The US and China have launched significant parallel actions targeting networks that have transformed parts of Myanmar, Cambodia, Laos, and Thailand into major scam and illegal-gaming hubs. These regions have become central to operations involving forced labour, online fraud, and crypto-driven financial crime. The US recently conducted one of the largest digital-asset seizures in its history, confiscating $13.4 billion in bitcoin tied to alleged scam-compound activities. Prosecutors argue that the funds were linked to operations exploiting trafficked individuals for online fraud, although corporate interests connected to the case deny those claims. The US has also established a Scam Center Strike Force dedicated to tackling crypto-investment fraud, which reportedly costs Americans nearly $10 billion annually.
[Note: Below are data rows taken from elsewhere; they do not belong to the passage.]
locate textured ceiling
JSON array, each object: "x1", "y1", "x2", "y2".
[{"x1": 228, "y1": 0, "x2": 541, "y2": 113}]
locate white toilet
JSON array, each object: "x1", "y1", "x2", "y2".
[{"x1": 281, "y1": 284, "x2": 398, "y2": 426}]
China is simultaneously increasing its enforcement footprint. Beijing recently secured the extradition of She Zhijiang, a figure accused of running illegal gambling platforms and scam operations. China has also accelerated collaboration with regional police forces as it targets telecom fraud, underground casinos, and digital-asset laundering. Officials from both nations acknowledge that combating illicit finance requires cross-border coordination, even amid broader geopolitical tensions.
Industry experts highlight that these networks now generate an estimated $39 billion annually, creating substantial risks for regulated operators and weakening the integrity of legal gaming markets. SCCG Management’s Stephen Crystal noted that only joint intelligence sharing, sanctions, and blockchain tracking can disrupt the liquidity that sustains these criminal structures.
While formal long-term cooperation between Washington and Beijing remains unlikely, their simultaneous actions may pressure Southeast Asian governments to intensify enforcement. If continued, these efforts could significantly alter the landscape of illicit online gambling and scam operations, with broader implications for global regulatory frameworks.